Sounds like a real little beauty, Maggie! I, too, have a new youngster .. mostly feathered but still a few little fuzzy yellow feather sprouts on the neck and head.

A lady called on Saturday about a pigeon lying on the sidewalk in a strip mall in Yorba Linda. Sad that she coudn't be troubled to pick the bird up and keep it safe until the bird could be gotten to me .. she had a family committment and just couldn't possibly do anything more than call about the bird. Poor little thing was out in the rain for hours until my friend, Anita, was able to go and get it. 

I think this one will be OK but may have paratyphoid .. wing joints seem swollen. It's not completely self feeding yet either, so definitely a new baby to care for here.

Terry


----------



## upcd (Mar 12, 2005)

*congratulations*

On the new babies. Good find. Best of blessing on parenting them.


----------



## dnrslucky1 (Oct 13, 2005)

Maggie, that is wonderfull!

Lucky you, a healthy fat baby! I wish you all the luck in the world, even tho I know you won't need it!

Terry!
Good thing that lady got ahold of you! I would never be to busy to help anything, but not all are like that! Thank God! I hope your baby does good and I know it will be in your care!

Denise


----------



## Feefo (Feb 8, 2002)

HI Maggie,

Well found!

He sounds like my Samson...I think Sammy fell from the nest because he and his sibling had grown too big for the space available. It is so comforting when you find a squeaker that has been so well looked after by his parents!

Cynthia


----------



## Maggie-NC (Jun 22, 2005)

Thanks all - Otis is a real dollbaby. We did not have to treat the little rascal for anything. He is wild as all get out - one of those that will probably never be very tame but he is so cute. He is still squealing which I just love to hear. We will probably have to keep him inside the house over winter because the nighttime temps are just too cold on him. He goes into the aviary every day though from about 11:30 until about 4:30 and when he comes in he is so tired he just eats and goes fast asleep for at least an hour. We only had to feed him formula about 3 days - started eating on his own really fast and has maintained his weight well. He is beside Mr. Humphries in the kitchen and will get against the wire and squeal at Mr. H who will in turn growl at him. 
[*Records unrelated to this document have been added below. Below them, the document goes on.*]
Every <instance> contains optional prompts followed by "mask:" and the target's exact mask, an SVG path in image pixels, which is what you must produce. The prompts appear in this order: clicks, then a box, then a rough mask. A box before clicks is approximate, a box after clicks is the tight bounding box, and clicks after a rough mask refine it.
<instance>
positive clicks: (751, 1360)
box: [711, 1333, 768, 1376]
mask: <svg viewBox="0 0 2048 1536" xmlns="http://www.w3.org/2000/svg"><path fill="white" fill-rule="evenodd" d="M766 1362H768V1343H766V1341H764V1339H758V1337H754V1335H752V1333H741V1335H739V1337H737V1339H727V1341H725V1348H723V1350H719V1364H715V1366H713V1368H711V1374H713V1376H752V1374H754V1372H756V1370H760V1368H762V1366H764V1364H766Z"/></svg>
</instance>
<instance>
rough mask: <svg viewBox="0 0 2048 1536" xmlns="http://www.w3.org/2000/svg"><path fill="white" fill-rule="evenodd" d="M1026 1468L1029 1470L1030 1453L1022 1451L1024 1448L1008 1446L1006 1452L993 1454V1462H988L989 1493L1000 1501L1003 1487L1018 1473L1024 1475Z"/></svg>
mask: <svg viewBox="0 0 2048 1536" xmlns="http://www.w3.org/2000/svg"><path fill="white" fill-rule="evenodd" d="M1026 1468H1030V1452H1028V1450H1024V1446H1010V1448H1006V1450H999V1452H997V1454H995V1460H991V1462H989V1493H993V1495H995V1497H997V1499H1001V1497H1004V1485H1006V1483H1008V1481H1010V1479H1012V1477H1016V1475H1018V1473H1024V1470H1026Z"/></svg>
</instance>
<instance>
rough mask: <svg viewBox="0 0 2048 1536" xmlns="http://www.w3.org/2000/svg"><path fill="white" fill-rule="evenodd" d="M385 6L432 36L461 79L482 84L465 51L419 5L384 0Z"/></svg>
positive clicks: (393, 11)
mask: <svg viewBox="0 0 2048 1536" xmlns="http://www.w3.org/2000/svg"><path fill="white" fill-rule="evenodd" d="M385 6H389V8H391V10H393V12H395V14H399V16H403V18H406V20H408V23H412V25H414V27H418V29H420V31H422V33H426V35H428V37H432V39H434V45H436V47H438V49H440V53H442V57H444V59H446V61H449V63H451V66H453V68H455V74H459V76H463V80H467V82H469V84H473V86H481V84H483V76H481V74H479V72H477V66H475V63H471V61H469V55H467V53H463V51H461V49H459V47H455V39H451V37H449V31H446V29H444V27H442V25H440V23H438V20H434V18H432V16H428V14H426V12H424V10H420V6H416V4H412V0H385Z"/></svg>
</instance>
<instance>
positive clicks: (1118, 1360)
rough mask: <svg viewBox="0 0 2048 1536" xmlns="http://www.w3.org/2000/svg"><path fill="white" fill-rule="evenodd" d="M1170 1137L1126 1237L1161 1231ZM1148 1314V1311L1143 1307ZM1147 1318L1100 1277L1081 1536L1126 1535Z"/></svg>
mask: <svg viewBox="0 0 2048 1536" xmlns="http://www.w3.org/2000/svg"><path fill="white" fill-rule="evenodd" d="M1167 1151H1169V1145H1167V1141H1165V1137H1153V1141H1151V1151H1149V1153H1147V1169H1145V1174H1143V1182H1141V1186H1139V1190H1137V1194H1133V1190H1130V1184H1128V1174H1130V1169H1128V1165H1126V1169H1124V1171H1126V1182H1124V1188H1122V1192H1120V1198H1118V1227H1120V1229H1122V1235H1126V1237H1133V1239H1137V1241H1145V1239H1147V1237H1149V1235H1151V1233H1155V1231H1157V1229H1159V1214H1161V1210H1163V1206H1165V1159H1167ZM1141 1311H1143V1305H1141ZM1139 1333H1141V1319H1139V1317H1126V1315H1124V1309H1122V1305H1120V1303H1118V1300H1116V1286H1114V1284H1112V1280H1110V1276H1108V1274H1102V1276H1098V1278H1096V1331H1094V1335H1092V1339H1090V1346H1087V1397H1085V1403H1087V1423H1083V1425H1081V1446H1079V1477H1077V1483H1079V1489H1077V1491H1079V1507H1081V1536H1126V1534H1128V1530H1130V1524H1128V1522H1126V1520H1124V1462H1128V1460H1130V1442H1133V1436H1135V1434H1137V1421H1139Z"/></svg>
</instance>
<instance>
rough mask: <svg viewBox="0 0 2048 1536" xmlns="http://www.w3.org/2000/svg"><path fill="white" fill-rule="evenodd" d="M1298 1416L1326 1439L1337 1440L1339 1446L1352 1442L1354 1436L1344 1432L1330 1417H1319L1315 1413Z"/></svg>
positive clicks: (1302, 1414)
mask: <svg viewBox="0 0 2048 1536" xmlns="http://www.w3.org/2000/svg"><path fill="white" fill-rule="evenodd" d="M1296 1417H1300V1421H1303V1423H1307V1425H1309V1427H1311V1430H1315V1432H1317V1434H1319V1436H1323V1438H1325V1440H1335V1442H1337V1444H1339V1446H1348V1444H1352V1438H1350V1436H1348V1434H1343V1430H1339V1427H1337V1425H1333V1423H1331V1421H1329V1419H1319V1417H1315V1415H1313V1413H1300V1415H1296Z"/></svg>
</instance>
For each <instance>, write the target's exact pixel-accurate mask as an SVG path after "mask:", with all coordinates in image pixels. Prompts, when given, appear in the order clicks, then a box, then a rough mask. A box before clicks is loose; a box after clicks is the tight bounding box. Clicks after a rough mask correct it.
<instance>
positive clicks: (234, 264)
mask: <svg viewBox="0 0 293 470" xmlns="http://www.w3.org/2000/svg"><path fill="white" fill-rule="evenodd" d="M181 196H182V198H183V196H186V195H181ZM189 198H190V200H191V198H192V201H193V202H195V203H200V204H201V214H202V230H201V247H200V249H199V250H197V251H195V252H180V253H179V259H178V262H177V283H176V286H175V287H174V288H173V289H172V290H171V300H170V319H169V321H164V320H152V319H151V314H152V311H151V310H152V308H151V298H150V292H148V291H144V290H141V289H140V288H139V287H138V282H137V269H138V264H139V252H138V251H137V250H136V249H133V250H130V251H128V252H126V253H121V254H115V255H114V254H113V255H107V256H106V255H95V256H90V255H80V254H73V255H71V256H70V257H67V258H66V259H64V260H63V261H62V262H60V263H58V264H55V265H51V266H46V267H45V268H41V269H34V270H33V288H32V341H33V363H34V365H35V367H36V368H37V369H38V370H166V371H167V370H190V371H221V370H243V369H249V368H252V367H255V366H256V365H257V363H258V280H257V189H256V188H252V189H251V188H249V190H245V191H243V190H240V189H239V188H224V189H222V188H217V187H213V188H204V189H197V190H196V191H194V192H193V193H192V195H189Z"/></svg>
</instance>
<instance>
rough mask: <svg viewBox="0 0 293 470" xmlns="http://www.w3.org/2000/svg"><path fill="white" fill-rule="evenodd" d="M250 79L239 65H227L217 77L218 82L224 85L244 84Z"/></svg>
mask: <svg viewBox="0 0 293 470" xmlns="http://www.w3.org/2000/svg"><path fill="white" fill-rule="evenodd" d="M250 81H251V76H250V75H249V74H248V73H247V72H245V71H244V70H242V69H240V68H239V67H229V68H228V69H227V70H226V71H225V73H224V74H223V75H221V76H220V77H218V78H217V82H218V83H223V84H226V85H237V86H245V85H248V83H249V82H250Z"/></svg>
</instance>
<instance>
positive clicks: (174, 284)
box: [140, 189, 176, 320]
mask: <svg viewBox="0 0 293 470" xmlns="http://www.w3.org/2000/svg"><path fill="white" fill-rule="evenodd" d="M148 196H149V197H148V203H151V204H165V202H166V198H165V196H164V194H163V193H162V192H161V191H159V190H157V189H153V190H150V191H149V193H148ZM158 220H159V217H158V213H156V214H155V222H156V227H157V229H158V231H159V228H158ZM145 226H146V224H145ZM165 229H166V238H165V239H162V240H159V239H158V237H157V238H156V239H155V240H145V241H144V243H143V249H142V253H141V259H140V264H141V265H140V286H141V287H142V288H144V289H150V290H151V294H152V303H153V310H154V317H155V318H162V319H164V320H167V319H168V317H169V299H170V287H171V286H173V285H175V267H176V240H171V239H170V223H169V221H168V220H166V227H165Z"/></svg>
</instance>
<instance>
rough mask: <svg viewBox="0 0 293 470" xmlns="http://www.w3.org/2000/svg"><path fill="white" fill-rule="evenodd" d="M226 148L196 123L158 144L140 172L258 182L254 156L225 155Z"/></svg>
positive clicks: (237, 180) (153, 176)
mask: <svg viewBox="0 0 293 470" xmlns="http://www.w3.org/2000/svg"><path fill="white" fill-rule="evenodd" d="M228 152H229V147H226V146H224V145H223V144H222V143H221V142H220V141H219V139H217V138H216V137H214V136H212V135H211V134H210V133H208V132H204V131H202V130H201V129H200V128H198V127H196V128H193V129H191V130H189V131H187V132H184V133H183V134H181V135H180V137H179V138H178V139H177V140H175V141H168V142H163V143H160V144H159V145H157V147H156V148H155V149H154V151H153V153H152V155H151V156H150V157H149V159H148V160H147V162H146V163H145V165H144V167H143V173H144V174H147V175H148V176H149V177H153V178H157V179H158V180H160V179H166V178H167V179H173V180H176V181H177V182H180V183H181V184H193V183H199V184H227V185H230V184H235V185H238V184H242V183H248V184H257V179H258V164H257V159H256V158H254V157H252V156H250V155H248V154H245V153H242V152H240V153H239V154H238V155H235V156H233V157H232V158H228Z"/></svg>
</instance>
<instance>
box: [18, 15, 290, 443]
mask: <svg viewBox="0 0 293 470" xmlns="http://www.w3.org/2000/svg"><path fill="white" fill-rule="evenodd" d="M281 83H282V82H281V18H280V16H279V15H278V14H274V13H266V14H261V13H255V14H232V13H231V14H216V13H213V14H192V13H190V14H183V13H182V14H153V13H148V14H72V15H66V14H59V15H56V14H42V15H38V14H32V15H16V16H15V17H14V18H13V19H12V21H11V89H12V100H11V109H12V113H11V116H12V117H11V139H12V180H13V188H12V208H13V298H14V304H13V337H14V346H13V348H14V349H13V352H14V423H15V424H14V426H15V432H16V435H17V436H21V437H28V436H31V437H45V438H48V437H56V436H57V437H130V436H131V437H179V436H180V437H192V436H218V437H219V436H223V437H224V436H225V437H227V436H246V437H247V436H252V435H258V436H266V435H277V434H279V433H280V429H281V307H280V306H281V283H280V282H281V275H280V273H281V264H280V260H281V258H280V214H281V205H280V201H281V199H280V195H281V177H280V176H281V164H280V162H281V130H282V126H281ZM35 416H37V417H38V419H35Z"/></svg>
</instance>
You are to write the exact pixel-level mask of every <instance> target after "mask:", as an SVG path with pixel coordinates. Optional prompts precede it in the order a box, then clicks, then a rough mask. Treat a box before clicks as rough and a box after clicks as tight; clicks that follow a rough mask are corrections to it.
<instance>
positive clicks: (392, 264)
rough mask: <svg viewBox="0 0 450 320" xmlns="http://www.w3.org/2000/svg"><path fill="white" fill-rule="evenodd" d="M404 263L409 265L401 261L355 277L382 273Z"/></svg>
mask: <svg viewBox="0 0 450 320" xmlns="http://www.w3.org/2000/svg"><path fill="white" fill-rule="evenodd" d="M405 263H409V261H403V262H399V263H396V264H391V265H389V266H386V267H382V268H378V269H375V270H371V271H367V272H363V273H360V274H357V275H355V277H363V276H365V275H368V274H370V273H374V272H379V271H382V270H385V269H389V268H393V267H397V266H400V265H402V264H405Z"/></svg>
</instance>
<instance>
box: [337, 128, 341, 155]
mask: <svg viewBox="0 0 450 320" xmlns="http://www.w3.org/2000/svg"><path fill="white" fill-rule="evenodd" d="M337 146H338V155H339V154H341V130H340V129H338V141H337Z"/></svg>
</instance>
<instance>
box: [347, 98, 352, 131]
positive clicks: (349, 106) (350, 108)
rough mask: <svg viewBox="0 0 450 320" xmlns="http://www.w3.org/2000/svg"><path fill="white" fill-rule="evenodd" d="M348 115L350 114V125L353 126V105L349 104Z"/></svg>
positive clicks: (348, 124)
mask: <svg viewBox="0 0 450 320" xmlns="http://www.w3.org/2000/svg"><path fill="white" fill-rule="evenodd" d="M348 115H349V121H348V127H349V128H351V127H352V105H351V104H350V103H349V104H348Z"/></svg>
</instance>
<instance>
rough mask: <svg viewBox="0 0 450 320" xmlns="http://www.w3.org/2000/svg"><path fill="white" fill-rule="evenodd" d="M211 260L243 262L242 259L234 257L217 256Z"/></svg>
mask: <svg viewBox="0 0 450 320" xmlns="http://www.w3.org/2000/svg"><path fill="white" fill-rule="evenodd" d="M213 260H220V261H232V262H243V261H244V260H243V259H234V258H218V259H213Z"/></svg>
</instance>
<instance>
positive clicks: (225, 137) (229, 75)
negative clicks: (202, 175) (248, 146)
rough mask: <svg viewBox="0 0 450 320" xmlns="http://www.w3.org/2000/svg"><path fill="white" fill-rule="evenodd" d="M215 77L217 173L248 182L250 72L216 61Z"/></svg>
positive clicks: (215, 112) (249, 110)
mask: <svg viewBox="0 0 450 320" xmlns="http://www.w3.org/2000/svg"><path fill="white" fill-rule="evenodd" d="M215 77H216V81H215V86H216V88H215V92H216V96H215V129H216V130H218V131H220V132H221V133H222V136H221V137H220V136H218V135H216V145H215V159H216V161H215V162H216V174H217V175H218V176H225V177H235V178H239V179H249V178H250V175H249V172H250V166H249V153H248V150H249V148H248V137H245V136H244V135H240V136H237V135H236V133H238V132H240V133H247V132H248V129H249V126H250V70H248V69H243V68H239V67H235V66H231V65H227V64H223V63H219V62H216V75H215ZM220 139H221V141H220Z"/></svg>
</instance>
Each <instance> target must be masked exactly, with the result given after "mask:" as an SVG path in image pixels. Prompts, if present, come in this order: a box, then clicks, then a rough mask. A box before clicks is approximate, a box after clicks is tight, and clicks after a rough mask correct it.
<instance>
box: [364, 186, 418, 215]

I sat in the aviary an hour or so with them all this afternoon and he does great. The older birds don't bother he or Mr. H. I had the best time with them all - many in my lap until I made the mistake of forgetting I had slid further under a perch and, yep, right on the top of my head. Had to come in and wash my hair.  

I'm going to post pictures soon of Otis and Mr. H. Just got the digital camera I've wanted but still learning how to use it.

Luv, Maggie


----------



## Skyeking (Jan 17, 2003)

Maggie,

Well, congratulations on your doll babies. I'm sure it is a sheer joy to have one that is a healthy bundle. 

Terry, I know yours will do well in your hands.

Gee, I feel left out..mmm, gonna go kiss Skye.


----------



## Reti (Jul 20, 2003)

Lady Tarheel said:


> Picked up a new baby this morning. What a whopper! Weighs in at 308 grams.
> 
> 
> Maggie



Whoa, that is one big baby. 
Keep us updated on how much he will weight as an adult.


Terry, I am so glad baby is in your hands, poor thing.

Reti


----------



## mr squeaks (Apr 14, 2005)

*Mmmm, Lady Tarheel,*

do you think Otis will give ELLE a run for her money?  Well, probably not, but CONGRATS on your new one!!! Moral of the story, never sit under a pigeon...LOL 

Terri, I hope your little one does well...

I LOVE updates and will forward to BOTH!


----------